How Important Are Risk-Taking Incentives in Executive Compensation?

How Important Are Risk-Taking Incentives in Executive Compensation?
Ingolf Dittmann, Ko-Chia Yu, Dan Zhang
Review of Finance, Volume 21, Issue 5, August 2017, Pages 1805–1846, https://doi.org/10.1093/rof/rfx019

There is an extensive discussion whether risk-taking incentives play a role in executive compensation. The article How Important are Risk-Taking Incentives in Executive Compensation? by Ingolf Dittmann, Ko-Chia Yu, and Dan Zhang analyses the problem with a calibration of a principal-agent model to observed contracts.

The study makes an important addition to the standard model by assuming that the CEO not only exert costly effort that affects the mean of the stock price but also determines the firm’s strategy that affects the variance of the stock price. Contrary to some critics that risk-taking is bad, this study shows that risk-taking can be good. CEOs are often heavily exposed to firm-specific risk through their large equity holdings, firm-specific human capital, and the employment risk. Without sufficient incentives, risk-averse CEOs will take too little risk rather than innovating, investing, or restructuring. Therefore, we need risk-taking incentives to induce the CEO to take risks that benefit well-diversified shareholders.

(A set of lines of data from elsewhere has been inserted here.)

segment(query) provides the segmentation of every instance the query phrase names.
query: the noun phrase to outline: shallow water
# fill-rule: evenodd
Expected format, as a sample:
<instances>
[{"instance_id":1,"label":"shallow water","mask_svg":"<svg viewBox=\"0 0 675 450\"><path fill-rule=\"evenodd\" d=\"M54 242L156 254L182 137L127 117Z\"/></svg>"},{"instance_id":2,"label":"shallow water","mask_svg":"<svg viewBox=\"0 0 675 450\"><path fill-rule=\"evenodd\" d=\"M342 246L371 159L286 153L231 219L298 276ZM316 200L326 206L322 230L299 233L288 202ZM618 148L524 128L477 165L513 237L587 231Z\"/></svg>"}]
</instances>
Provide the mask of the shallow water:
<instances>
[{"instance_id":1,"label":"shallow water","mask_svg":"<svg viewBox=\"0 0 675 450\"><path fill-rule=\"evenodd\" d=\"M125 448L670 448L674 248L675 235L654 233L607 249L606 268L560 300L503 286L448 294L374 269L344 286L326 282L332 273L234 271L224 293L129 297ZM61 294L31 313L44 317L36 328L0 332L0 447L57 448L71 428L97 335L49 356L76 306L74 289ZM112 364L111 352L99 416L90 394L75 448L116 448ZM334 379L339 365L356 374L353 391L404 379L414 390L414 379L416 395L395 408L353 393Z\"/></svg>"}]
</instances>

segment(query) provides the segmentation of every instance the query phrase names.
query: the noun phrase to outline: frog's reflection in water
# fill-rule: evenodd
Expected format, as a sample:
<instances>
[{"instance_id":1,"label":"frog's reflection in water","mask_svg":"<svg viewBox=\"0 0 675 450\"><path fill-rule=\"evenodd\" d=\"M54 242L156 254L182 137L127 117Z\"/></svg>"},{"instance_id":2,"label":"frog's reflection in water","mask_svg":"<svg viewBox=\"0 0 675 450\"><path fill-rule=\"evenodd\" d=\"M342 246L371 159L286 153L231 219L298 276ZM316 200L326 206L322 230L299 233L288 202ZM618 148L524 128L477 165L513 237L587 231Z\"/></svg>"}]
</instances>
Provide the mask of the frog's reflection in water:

The researchers find that including risk-taking incentives does help to explain observed compensation practice. Using a sample of 1,707 U.S. CEOs, the study shows that their model matches the observed compensation contracts much better than the standard model without risk-taking incentives (see figure). Their optimal solution to the model has three features:  First, the optimal contract is convex for medium outcomes, encouraging risk-taking. Second, it protects the CEO from bad outcomes to encourage him to take risk.  While these two features encourage options, the third discourages them. The optimal contract is concave for good outcomes – as the CEO cares less for wealth if it is extremely high.

In addition, their model rationalizes the universal use of at-the-money options, which is often seen as evidence for managerial rent-extraction. The researchers find that options should be issued in-the-money when assuming piecewise linear contracts.  However, in-the-money options are tax inefficient, since they are taxed as soon as the option is awarded.  Taking tax considerations into account, at-the-money options are optimal since they are as in-the-money as possible without being actually in-the-money – exactly as awarded in practice.

Finally, the study proposes a new measure of risk-taking incentives that better describes the trade-off between the expected firm value and the additional risk a CEO has to take. The literature commonly measures such incentives using the CEO’s vega – the change in his wealth for a change in stock return volatility. However, the more the CEO’s wealth is tied to the stock price, the more risk-averse he will be. Therefore, the researchers show that risk-taking incentives should not be measured by vega alone, but vega scaled by delta. This measure is potentially valuable for researchers, boards, compensation consultants, and shareholders – to ensure that CEOs are sufficiently tied to their stock price to motivate them to increase effort, but not tied so strongly that they become too risk-averse. In other words, this is a measure of the CEO’s incentives to take “good” risk.